I am struggling to describe the book’s essence. And although I read it a few months back from writing this entry, time seems an irrelevant excuse: I am not sure I ever got it. The book is somehow reminiscent of Celine’s “Journey to the end of the night,” in which the protagonist finds living a tedious duty. In “No Longer Human,” the protagonist lives as a ‘clown’, making others laugh with feigned silliness and antics, yet not able to find humour for himself. Within Japanese literature, the book is described as the embodiment of post-war sentiment. Perhaps it is why I liken it to Celine’s post war traumas on the human heart.

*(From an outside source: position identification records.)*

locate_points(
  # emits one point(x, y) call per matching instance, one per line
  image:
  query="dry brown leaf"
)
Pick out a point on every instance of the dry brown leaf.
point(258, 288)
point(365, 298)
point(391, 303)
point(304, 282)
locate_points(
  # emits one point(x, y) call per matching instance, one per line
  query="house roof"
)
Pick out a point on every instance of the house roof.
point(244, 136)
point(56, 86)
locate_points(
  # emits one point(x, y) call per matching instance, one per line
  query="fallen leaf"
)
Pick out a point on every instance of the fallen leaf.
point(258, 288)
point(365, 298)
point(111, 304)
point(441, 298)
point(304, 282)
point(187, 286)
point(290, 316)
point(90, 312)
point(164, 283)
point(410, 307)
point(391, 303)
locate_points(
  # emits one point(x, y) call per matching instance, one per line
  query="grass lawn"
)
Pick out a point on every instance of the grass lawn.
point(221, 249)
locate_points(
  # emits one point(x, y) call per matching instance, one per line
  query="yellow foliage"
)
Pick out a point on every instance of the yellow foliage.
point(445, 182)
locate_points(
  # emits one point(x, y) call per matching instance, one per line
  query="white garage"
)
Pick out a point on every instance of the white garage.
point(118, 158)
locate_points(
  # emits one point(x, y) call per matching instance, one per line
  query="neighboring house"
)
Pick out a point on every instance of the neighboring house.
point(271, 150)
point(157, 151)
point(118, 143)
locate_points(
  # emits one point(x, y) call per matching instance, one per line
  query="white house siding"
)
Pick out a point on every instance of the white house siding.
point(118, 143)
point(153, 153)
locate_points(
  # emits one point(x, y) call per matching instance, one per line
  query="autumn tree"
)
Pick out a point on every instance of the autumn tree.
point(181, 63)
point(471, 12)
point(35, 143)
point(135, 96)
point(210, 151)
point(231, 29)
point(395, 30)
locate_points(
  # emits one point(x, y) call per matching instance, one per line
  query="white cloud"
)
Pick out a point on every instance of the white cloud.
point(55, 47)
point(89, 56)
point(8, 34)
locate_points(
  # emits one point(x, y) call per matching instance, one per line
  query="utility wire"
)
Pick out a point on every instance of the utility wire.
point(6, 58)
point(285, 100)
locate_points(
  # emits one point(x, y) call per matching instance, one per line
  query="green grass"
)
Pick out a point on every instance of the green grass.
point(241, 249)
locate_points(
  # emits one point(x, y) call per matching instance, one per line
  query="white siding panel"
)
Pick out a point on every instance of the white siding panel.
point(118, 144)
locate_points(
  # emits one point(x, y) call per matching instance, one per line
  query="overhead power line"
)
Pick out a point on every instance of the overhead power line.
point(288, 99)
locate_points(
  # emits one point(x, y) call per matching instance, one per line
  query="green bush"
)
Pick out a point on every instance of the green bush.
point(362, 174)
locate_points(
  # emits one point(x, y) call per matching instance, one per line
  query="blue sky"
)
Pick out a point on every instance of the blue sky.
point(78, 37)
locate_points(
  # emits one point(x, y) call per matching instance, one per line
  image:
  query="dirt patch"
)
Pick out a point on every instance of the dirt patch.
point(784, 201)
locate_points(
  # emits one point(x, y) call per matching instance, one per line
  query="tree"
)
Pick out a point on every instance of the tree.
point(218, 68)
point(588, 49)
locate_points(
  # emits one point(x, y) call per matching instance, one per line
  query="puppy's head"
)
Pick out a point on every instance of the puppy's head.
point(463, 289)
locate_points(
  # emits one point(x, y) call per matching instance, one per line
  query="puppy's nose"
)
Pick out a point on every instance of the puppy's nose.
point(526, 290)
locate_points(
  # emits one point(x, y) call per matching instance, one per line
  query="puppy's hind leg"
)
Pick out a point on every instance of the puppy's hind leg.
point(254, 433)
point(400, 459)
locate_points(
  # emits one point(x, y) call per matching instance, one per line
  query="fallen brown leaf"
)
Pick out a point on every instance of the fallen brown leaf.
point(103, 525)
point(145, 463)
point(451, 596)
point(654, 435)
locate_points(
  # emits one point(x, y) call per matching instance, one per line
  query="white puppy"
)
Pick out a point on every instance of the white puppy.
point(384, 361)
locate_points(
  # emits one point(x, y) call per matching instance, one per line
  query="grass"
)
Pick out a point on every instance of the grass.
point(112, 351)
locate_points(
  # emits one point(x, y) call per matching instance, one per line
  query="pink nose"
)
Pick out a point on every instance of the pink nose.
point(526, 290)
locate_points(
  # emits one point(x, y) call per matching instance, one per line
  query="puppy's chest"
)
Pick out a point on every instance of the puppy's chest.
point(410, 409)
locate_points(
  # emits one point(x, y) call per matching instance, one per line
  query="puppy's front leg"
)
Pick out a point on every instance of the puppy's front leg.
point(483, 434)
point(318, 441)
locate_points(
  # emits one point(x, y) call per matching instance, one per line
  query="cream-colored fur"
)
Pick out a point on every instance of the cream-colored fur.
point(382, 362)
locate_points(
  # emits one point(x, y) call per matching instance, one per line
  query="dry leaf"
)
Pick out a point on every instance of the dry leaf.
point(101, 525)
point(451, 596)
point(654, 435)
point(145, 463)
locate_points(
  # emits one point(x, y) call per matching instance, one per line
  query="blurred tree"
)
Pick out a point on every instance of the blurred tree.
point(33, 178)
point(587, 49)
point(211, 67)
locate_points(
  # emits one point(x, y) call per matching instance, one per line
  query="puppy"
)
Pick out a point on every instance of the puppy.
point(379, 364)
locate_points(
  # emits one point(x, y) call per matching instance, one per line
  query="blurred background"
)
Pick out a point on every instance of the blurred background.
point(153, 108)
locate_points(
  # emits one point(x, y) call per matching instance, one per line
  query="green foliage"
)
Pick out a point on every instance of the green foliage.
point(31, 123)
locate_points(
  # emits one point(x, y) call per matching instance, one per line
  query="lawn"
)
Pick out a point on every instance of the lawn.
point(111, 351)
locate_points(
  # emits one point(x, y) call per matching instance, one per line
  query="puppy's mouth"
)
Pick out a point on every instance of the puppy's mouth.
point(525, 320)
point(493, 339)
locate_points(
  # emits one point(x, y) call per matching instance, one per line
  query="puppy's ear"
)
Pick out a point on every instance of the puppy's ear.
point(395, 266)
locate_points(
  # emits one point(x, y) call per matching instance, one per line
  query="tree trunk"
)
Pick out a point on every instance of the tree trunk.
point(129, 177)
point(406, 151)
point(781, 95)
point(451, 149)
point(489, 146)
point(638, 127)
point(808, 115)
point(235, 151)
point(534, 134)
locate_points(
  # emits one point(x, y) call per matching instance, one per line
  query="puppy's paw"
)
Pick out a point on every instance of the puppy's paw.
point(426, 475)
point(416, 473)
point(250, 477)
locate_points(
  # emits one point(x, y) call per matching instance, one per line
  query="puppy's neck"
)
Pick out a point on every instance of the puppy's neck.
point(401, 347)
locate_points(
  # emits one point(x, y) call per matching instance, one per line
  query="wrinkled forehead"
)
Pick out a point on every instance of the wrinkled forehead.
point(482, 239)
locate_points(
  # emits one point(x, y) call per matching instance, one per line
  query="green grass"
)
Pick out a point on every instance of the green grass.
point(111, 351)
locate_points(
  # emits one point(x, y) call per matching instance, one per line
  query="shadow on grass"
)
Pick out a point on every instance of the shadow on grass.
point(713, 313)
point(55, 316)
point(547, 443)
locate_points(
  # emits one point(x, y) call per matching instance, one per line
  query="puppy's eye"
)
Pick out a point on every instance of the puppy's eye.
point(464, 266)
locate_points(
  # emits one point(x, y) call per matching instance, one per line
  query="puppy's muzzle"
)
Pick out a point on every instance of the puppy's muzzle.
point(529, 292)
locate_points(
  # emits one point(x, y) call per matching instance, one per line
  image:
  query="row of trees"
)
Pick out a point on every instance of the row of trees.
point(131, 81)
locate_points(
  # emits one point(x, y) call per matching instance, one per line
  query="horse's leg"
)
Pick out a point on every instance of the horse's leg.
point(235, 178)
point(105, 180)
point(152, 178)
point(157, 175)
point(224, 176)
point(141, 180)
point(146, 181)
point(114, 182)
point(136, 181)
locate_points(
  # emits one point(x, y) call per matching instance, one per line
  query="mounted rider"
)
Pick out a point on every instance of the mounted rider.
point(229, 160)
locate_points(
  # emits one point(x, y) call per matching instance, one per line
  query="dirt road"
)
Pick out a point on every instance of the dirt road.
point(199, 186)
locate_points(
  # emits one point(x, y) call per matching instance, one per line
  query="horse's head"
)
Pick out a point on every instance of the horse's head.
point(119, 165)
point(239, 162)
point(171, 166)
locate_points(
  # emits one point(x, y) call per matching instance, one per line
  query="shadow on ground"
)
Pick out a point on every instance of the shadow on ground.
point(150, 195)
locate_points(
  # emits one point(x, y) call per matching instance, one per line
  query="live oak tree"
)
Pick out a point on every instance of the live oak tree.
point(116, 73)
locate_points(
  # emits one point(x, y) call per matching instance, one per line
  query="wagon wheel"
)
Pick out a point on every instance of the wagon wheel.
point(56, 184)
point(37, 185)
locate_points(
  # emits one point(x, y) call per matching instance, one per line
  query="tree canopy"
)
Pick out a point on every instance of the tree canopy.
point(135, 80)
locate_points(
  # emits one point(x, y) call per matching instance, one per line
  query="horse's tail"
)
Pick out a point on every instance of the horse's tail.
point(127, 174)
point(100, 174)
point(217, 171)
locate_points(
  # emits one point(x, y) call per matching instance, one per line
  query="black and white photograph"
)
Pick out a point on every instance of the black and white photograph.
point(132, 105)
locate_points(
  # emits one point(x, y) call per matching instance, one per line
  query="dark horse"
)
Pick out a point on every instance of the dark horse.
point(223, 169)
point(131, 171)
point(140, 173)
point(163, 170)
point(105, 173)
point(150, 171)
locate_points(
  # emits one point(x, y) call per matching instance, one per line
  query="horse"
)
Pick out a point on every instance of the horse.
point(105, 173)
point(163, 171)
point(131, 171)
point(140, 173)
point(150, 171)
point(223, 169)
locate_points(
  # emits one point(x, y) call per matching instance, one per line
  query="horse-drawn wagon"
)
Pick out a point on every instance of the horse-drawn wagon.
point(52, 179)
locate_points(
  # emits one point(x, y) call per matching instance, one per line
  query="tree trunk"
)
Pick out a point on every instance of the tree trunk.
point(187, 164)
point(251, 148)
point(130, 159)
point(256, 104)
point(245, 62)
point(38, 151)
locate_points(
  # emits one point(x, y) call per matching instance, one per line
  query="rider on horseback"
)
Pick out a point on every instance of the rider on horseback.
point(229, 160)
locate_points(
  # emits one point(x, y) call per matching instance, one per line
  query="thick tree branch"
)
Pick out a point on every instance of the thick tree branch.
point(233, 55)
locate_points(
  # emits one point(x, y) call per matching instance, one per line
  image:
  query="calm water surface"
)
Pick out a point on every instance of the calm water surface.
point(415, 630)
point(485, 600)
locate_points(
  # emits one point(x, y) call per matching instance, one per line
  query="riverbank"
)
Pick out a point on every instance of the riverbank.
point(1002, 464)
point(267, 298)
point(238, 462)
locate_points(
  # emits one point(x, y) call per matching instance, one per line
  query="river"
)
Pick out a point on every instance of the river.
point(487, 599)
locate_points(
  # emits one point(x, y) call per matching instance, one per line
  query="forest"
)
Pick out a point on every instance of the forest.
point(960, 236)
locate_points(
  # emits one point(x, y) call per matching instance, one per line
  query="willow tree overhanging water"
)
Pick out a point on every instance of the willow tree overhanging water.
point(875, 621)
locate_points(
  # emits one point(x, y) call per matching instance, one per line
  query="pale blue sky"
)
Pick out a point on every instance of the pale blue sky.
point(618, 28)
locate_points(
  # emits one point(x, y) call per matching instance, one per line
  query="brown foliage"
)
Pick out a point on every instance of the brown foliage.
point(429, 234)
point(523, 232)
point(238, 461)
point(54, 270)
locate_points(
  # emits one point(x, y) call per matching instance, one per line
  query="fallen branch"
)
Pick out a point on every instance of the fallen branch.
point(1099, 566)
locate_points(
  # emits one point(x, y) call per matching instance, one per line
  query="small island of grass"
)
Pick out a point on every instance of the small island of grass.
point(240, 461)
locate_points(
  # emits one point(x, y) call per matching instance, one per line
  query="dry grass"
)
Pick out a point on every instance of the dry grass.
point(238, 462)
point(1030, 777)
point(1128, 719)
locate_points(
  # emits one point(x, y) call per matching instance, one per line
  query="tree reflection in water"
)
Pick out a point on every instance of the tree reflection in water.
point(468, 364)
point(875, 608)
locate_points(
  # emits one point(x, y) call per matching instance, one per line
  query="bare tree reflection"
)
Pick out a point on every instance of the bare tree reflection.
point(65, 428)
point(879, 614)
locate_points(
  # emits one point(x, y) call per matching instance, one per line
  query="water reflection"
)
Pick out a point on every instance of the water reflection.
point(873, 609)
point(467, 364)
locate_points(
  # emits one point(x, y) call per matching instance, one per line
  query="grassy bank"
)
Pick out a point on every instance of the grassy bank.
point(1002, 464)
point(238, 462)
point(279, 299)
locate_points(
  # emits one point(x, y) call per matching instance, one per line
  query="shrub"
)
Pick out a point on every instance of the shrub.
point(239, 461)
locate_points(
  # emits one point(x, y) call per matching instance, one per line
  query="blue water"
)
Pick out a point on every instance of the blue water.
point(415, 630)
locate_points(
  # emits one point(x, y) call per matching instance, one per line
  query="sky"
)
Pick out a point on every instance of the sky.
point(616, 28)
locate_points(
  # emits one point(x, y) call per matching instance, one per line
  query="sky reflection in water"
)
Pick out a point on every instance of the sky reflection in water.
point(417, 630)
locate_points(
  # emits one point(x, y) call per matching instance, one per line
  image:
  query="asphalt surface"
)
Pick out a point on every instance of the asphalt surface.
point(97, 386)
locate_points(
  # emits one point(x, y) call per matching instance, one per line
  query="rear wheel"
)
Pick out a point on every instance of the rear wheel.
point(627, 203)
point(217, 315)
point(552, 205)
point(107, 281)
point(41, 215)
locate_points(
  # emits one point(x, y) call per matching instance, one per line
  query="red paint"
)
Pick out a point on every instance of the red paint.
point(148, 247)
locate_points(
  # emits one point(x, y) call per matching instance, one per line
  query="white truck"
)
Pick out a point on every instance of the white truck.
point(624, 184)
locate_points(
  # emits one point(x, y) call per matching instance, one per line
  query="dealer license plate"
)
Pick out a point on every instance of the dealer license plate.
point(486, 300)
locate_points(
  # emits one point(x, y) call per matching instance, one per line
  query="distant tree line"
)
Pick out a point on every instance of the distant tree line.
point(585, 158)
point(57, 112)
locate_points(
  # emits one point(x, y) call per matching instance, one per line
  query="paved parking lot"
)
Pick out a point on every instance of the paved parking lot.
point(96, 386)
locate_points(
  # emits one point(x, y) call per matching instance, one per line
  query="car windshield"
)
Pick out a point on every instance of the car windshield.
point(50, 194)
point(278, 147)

“Irrationality. I found the thought faintly pleasurable. Or rather, I felt at ease with it. What frightened me was the logic of the world; in it lay the foretaste of something incalculably powerful. Its mechanism was incomprehensible, and I could not possibly remain closeted in that windowless, bone-chilling room. Though outside lay the sea of irrationality, it was far more agreeable to swim in its waters until presently I drowned.”
“And that inverted Bowl we call The Sky Whereunder crawling coop’d we live and die
Lift not your hands to It for help – for It
As impotently rolls as you or I.” *
*A verse from the Rubaiyat (Persian poems of four verses, translated into Japanese, its most famous version translated by Ryosaku Ogawa in 1949.)